Just back from Afghanistan, where she helped diagnose that country’s first case of bird flu, UGA veterinarian Corrie Brown has a new perspective on the disease that threatens to become the world’s next pandemic.
“I saw the human-animal bond in another way,” says Brown, professor and international activities coordinator in the College of Veterinary Medicine. “It’s a survival and a sustenance kind of bond-and that bond is going to be disrupted by bird flu.”
Brown, a globe-trekking pathologist with a passion for international service, was at Kabul University helping its veterinary school craft a mission statement that would help it reemerge from decades of disuse.
The school, used as a military base during the Afghans’s war with the Soviet Union and closed during the rule of the Taliban, is housed in a three-story building riddled with bullet holes and stripped of its electrical wires.
Brown says that despite their crumbling facilities, the veterinarians in Kabul were eager to learn the skills that will help rebuild their country’s agricultural base.
Brown taught the veterinarians to perform animal autopsies known as necropsies. Based on reports of bird flu in neighboring Pakistan and anecdotal reports about unexplained bird deaths in Afghanistan, she half-expected to encounter an infected bird.
The first animal that she necropsied was a pigeon that was brought to the diagnostic laboratory after mysteriously falling out of the sky. Thoughts of finding bird flu raced through Brown’s mind.
“We did the necropsy,” Brown says. “And it had been shot. We all laughed because that was a pretty good reason for falling out of the sky.”
The next animal she necropsied had canine distemper, an incurable viral disease that infects dogs. Next, she helped a local farmer diagnose Brucella melitensis, a bacterial disease that terminates pregnancies in lambs and goats and can infect humans, causing flu-like symptoms and, in rare cases, neurological problems and long-term joint pain and fatigue.
“We made the diagnosis and the farmer went home with vaccines for his flock,” Brown says. “So I like to think we did a very important thing.”
Three days after her necropsy workshop finished, a local farmer gave her a burlap bag with a dead rooster in it. Opening it, she saw a blue coloring on the bird’s once-red comb that was a tell-tale sign of bird flu.
“I said, ‘This is probably it,’ ” she recalls.
A real but brief sense of panic came over her as she looked down at the bird. It had been killed by a virus that has decimated poultry populations in Asia, killed more than 100 people worldwide and has the potential to kill millions if it were to develop the ability to pass from humans to humans.
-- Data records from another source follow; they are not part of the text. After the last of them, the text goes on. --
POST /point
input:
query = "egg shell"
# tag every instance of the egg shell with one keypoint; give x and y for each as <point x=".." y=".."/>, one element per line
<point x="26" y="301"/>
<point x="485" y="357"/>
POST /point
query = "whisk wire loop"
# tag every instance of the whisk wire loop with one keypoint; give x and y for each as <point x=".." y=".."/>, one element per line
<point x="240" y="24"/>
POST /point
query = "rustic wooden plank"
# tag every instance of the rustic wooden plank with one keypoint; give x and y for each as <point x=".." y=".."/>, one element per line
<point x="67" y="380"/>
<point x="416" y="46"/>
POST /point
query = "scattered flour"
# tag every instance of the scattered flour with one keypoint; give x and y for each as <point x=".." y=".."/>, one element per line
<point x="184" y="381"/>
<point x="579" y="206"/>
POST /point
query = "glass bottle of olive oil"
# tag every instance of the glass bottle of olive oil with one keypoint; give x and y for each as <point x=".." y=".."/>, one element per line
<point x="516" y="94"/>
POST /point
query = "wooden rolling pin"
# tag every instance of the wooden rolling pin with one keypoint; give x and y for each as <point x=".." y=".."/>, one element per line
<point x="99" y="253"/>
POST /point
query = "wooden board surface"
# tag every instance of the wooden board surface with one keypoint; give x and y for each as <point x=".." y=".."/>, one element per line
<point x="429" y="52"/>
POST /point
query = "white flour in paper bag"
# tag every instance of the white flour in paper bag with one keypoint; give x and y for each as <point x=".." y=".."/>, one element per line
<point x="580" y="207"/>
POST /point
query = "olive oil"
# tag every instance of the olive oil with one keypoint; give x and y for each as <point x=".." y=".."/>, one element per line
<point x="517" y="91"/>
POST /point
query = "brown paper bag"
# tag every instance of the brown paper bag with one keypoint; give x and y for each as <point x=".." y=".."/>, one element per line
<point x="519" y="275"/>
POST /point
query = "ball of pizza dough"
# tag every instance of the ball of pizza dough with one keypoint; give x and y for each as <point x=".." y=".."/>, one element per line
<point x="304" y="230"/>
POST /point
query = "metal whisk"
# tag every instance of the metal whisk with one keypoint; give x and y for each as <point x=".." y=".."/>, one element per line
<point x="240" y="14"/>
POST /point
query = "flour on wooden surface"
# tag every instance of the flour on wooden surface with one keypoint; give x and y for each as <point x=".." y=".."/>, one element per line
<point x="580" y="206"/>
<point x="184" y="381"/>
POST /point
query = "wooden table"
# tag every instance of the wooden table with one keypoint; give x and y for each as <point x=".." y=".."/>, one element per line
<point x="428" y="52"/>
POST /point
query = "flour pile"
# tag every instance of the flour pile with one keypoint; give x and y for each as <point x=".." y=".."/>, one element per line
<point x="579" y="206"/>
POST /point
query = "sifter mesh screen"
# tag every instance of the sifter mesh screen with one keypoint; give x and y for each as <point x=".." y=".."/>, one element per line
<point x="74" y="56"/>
That panic passed as she thought, “Well, this is what I’ve been trained for.”
The necropsy revealed hemorrhaged lungs, water around the heart and other signs of organ failure characteristic of bird flu. A researcher on hand made a preliminary confirmation of the viral strain using DNA testing, and a lab in Italy that had received samples from previous birds gave the final, definitive confirmation of the feared H5N1 influenza virus.
After performing the necropsy, Brown returned to the heavily fortified U.S. embassy in Kabul, where she was greeted with a bag of fresh clothes, promptly escorted to a shower on the outskirts of the embassy for decontamination and given the antiviral drug Tamiflu.
That night, the Afghan government formally announced that bird flu had penetrated its borders, paving the way for aid dollars that will help fight the disease in that country.
After her initial excitement faded, Brown began to consider the implications of her discovery. She knew that being exposed to the virus put her at risk, but also thought of the Afghan veterinarians who would be testing for the virus without the benefit of antiviral drugs and protective gear.
She thought of what disruptions to the poultry supply would mean to Afghan boys selling their family’s eggs on the street and to a population that already does not get enough protein. She thought of the potential for widespread human infections and realized that the global problem of bird flu has very personal implications for millions of people.
“It gave me renewed enthusiasm to do something positive,” she says.